Writing in Ars Technica, Kyle Orland called Depression Quest "one of the most gripping and educational views on the subject [of depression]". Adam Smith, in Rock, Paper, Shotgun, wrote that Depression Quest was "'game' as communication, comfort and tool of understanding". In Giant Bomb, Patrick Klepek praised Depression Quests writing, and said that "by the end, [he] was able to say [he] understood depression a bit better". He also warns players not to expect the game to be enjoyable, saying: "Playing Depression Quest isn't 'fun', like watching Schindler's List isn't 'enjoyable'. They're important for different reasons, and it's okay if they exist for the small audiences who will appreciate them as they are." Depression Quest designer Quinn also headed a Playboy article which featured several video games dealing directly with the subjective experience of depression, in which they noted "I'm very interested in games that aren't there to make the player feel exceptional."

=== Audience response ===
Depression Quest faced backlash online from some gamers who disliked its departure from typical game formats emphasizing violence and skill, and who opposed "political" intrusions into gamer culture. The text-driven interior monologue style of the game was criticized as boring. Quinn has faced harassment in response to Depression Quest since the game's initial release. This intensified with the additional publicity the game received on Steam. Quinn initially withdrew the game from Steam's Greenlight service, after having a detailed rape threat mailed to their home address.

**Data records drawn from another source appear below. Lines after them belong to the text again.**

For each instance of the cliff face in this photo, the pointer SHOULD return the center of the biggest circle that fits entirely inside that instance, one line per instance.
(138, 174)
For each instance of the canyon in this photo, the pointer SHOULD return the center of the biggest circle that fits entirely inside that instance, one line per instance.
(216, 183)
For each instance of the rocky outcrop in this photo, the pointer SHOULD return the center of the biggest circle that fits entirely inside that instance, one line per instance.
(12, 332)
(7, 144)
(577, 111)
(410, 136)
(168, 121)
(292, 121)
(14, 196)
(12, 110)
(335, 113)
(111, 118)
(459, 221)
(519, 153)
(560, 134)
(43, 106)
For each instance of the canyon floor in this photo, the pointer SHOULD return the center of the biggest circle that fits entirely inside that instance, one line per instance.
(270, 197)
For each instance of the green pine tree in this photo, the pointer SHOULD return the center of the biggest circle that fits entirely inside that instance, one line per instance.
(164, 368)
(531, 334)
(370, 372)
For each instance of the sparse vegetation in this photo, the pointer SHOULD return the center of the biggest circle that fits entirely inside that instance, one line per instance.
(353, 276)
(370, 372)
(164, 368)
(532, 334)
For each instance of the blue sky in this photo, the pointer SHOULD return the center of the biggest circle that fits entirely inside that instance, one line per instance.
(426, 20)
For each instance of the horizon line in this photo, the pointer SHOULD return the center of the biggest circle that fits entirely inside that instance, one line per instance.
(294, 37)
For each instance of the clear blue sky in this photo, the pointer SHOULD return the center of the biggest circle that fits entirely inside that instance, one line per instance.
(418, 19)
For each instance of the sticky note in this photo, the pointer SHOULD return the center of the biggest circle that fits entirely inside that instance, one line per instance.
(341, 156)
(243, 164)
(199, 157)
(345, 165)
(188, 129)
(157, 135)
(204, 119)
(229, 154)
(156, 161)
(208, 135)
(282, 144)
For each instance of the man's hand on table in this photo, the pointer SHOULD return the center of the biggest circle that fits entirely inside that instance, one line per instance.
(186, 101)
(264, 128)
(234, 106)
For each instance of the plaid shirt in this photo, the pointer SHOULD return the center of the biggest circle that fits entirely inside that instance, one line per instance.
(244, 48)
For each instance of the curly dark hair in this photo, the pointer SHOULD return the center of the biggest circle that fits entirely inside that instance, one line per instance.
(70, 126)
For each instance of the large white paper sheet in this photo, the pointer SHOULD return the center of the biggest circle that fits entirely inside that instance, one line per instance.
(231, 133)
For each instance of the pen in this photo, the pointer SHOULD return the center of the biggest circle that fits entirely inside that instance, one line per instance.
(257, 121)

When they brought Depression Quest back to Greenlight, Quinn began receiving threatening phone calls. In mid-August 2014, soon after the game's official Steam release, a former boyfriend of Quinn wrote a lengthy and negative blog post about their relationship. The post alleged that Quinn had been in a relationship with Nathan Grayson, who was then a video game journalist for Kotaku. Opponents of Quinn claimed that Grayson had given Depression Quest a positive review as a result of this relationship. However, Grayson had at no point reviewed Depression Quest. These false accusations against Quinn sparked what would later be known as the Gamergate harassment campaign. Quinn was subjected to wide-scale harassment, the game's profile page was flooded with what The New Yorker described as "angry user reviews", and reviews for the game were temporarily disabled. The Daily Dot reported that 4chan's video game board had bombarded the game's Metacritic page with negative reviews.

=== Anthology ===
Excerpts of the text of the game were published in the 2015 book Videogames for Humans, an anthology of interactive fiction games created using the Twine engine.